73 In the first case, the legislation on CFCs should be regarded as being compatible with Articles 43 EC and 48 EC.
74 In the second case, on the other hand, the view should be taken, as submitted by the applicants in the main proceedings, the Commission and, at the hearing, the Cypriot Government, that that legislation is contrary to Articles 43 EC and 48 EC.
75 In the light of the preceding considerations, the answer to the question referred must be that Articles 43 EC and 48 EC must be interpreted as precluding the inclusion in the tax base of a resident company established in a Member State of profits made by a CFC in another Member State, where those profits are subject in that State to a lower level of taxation than that applicable in the first State, unless such inclusion relates only to wholly artificial arrangements intended to escape the national tax normally payable. Accordingly, such a tax measure must not be applied where it is proven, on the basis of objective factors which are ascertainable by third parties, that despite the existence of tax motives that CFC is actually established in the host Member State and carries on genuine economic activities there.
Costs
76 Since these proceedings are, for the parties to the main proceedings, a step in the action pending before the national court, the decision on costs is a matter for that court. Costs incurred in submitting observations to the Court, other than the costs of those parties, are not recoverable.

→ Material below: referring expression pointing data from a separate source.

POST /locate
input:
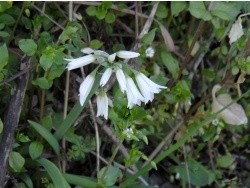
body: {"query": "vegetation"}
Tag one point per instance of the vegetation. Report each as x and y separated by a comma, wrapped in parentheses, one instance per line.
(194, 133)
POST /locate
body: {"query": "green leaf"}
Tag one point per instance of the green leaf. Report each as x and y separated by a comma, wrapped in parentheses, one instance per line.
(91, 11)
(225, 161)
(171, 63)
(47, 136)
(4, 5)
(197, 173)
(226, 10)
(96, 44)
(54, 173)
(83, 181)
(28, 46)
(198, 10)
(111, 176)
(35, 149)
(4, 56)
(16, 161)
(177, 7)
(43, 83)
(110, 17)
(149, 37)
(46, 60)
(7, 19)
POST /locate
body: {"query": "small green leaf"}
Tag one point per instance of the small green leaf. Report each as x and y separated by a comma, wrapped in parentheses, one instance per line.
(198, 10)
(54, 173)
(226, 10)
(4, 56)
(35, 149)
(110, 17)
(16, 161)
(91, 11)
(177, 7)
(149, 37)
(225, 161)
(111, 176)
(28, 46)
(7, 19)
(47, 136)
(96, 44)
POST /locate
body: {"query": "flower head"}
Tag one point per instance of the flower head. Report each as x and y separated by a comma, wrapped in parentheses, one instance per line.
(102, 104)
(127, 54)
(81, 61)
(150, 52)
(133, 95)
(106, 75)
(121, 79)
(147, 87)
(86, 87)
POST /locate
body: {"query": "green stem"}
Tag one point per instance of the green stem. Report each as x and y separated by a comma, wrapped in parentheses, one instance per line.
(111, 159)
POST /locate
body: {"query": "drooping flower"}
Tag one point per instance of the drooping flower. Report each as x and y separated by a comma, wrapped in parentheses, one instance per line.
(102, 104)
(81, 61)
(121, 79)
(133, 94)
(150, 52)
(127, 54)
(106, 75)
(147, 87)
(86, 87)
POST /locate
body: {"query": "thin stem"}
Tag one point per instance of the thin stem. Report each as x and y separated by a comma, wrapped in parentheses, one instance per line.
(111, 160)
(66, 96)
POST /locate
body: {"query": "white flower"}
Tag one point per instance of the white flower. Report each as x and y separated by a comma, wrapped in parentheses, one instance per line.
(86, 87)
(236, 31)
(147, 87)
(81, 61)
(106, 75)
(133, 95)
(121, 79)
(127, 54)
(102, 104)
(150, 52)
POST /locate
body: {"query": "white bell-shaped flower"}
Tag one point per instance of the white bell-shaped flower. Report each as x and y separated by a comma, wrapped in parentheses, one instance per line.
(127, 54)
(106, 75)
(86, 87)
(121, 79)
(102, 104)
(81, 61)
(133, 94)
(147, 87)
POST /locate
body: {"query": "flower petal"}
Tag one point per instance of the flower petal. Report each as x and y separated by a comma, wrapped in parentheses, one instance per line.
(121, 79)
(127, 54)
(87, 50)
(79, 62)
(86, 87)
(106, 75)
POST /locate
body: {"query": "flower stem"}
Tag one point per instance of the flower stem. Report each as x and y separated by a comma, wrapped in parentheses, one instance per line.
(111, 159)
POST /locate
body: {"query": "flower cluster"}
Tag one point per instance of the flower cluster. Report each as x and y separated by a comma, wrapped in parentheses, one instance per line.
(145, 93)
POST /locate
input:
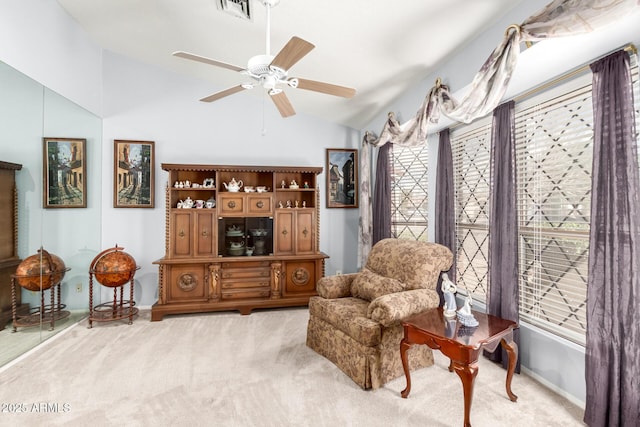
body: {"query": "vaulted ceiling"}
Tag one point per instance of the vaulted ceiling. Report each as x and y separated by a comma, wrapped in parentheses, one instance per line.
(382, 48)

On those grounds, THE COURT (Grand Chamber) hereby rules:
Articles 43 EC and 48 EC must be interpreted as precluding the inclusion in the tax base of a resident company established in a Member State of profits made by a controlled foreign company in another Member State, where those profits are subject in that State to a lower level of taxation than that applicable in the first State, unless such inclusion relates only to wholly artificial arrangements intended to escape the national tax normally payable. Accordingly, such a tax measure must not be applied where it is proven, on the basis of objective factors which are ascertainable by third parties, that despite the existence of tax motives that controlled company is actually established in the host Member State and carries on genuine economic activities there.